Two 'thats':
(1.) There is some kind of deep difference between the philosophy of Plato and that of Aristotle. (This seems to be so, even if we are unsure of how that difference is to be characterized.)Now, how to deal with this? One way is to characterize (1.) in such a way that it becomes necessary to explain away (2.): thus Jaeger, who understands the difference to be that between an other-worldly and metaphysical rationalism, and a this-wordly and anti-metaphysical empiricism. The latter viewpoint simply cannot accommodate any significant portions of the former.
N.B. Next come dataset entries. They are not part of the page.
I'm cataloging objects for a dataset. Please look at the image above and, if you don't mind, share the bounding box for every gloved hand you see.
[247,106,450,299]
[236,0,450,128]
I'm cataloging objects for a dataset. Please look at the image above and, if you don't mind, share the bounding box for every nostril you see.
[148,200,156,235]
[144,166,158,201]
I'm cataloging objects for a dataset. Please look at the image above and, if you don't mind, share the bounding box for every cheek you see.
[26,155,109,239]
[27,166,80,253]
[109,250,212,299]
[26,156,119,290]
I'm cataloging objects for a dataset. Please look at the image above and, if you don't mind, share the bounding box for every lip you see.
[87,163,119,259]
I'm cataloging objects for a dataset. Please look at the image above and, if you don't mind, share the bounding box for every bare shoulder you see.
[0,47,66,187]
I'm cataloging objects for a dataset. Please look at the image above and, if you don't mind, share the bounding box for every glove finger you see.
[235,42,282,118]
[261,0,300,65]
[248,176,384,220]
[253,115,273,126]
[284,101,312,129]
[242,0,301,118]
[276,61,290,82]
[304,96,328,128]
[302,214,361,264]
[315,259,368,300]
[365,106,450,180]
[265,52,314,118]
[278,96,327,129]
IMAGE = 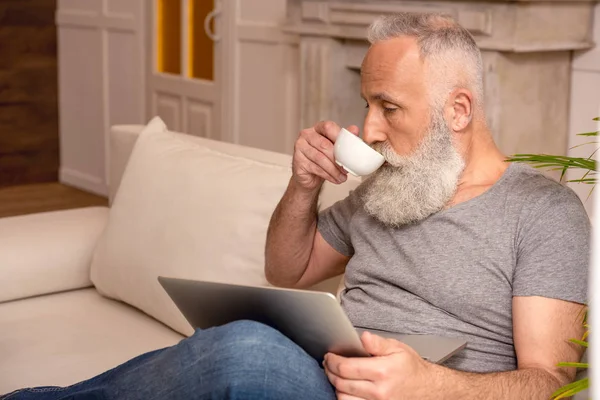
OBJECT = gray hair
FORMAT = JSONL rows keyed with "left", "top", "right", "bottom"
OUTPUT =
{"left": 367, "top": 13, "right": 484, "bottom": 110}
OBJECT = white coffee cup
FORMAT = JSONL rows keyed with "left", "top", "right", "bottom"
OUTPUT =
{"left": 333, "top": 128, "right": 385, "bottom": 177}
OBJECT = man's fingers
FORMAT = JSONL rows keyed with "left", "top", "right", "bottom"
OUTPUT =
{"left": 299, "top": 127, "right": 347, "bottom": 175}
{"left": 298, "top": 145, "right": 346, "bottom": 183}
{"left": 324, "top": 366, "right": 376, "bottom": 399}
{"left": 302, "top": 129, "right": 336, "bottom": 163}
{"left": 335, "top": 391, "right": 365, "bottom": 400}
{"left": 325, "top": 353, "right": 386, "bottom": 382}
{"left": 296, "top": 150, "right": 345, "bottom": 184}
{"left": 314, "top": 120, "right": 342, "bottom": 143}
{"left": 302, "top": 131, "right": 347, "bottom": 176}
{"left": 345, "top": 125, "right": 360, "bottom": 136}
{"left": 361, "top": 331, "right": 410, "bottom": 357}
Jaeger therefore needs to explain away the Plato-sounding passages in Aristotle by appeal to developmentalism: those passages really are passages that Plato could have written, but they belong to an early, platonizing period of Aristotle's development.
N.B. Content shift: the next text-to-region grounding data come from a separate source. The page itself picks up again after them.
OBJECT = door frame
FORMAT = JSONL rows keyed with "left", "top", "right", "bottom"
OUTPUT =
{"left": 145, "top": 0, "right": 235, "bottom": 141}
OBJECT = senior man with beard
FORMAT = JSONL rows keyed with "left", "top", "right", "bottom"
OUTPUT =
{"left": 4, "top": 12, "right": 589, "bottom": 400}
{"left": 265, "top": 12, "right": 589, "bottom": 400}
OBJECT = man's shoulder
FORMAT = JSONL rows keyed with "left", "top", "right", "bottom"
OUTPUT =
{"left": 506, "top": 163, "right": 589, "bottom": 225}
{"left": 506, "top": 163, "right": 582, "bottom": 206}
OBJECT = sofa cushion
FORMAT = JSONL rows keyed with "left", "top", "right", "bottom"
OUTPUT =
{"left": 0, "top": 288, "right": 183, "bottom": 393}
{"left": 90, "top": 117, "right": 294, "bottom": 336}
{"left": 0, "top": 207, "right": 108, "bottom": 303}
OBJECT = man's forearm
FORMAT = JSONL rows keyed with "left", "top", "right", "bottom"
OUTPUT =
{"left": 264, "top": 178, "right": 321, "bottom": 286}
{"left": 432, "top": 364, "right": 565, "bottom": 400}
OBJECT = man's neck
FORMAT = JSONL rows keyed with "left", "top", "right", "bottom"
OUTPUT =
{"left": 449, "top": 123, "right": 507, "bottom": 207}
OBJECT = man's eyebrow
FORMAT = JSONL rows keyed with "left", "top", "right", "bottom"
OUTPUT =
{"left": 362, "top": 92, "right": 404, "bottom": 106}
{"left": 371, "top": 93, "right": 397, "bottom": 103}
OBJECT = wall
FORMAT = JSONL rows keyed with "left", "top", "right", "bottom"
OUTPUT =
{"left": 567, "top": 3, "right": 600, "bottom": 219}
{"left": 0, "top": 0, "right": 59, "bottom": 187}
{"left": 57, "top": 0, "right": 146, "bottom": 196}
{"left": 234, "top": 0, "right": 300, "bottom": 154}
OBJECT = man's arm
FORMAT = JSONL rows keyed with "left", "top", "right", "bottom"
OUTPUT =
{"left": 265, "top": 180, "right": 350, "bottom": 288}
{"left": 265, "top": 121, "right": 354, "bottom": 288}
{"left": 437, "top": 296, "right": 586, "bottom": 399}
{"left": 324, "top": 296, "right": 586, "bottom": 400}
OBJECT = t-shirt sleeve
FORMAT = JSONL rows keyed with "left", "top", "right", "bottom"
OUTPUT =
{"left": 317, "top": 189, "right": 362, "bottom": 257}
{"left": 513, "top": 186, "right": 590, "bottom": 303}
(2.) There are many passages in Aristotle that look like passages in Plato, or passages that Plato might have written. (They seem that way, even we are unsure what their sense is ultimately.)
Gerson, insofar as he explores a 'harmony' between Plato and Aristotle in the spirit of the neoplatonists, takes a different approach. He characterizes (2.) in such a way that it becomes necessary to explain away (1.). The neoplatonists held that those passages in Aristotle that look like Plato could have written them really do say much the same as what Plato said. But from this one is meant to conclude-- contrary to what is commonly thought in modern times--that there are no deep differences between Aristotle and Plato: Aristotle is a Platonist; and the disagreements between them are on the level of a quarrel within a school.
Gerson quotes something from Gilson as an example of the view he wishes to call into question:
...reduced to their bare essences, these metaphysics are rigorously antinomical; one cannot be for the other without being against all those who are with the other, and that is why Saint Thomas remains with Aristotle against all those who are counted on the side of Plato.There is perhaps some irony in the fact that, although Gerson understoods his book as a contributing to a critique of Jaeger, he apparently shares with Jaeger the view that the Plato-sounding passages in Aristotle are of a piece with Platonic philosophy. Gerson disagrees with Jaeger on how to resolve the difficulty posed by (1.) and (2.), but they are agreed in taking the Plato-sounding passages to be truly platonic.
To this, I think, we need to bring to bear the criterion that we had adopted for evaluating Gerson's approach. We said that Gerson's exploration of a harmony, in the spirit of the neoplatonists, is saved from being an 'exercise in historical perversity' precisely to the extent that it yields exegetical and philosophical fruit. But is it fruitful to read Aristotle's Plato-sounding passages in that way--as platonic? I do not prejudge an answer to this question; I simply raise the question.
In my next post, I'll consider a specific example, namely, Gerson's treatment of a passage in Aristotle which seems similar to those passages in Plato that recommend 'assmilation to God' as the goal of human life. As Gerson explains in his introduction:
There is not much Neoplatonic commentary material on Aristotle's ethical writings. It is, however, possible to piece together something that can legitimately be called a Neoplatonic reading of the Nicomachean Ethics and to show how on this reading the view of happiness and virtue there is in harmony with the central idea of Neoplatonic ethics: namely, assimilation to the divine (21).The question is: Is the passage in Aristotle illuminated by taking him to be saying (more or less) what Plato says?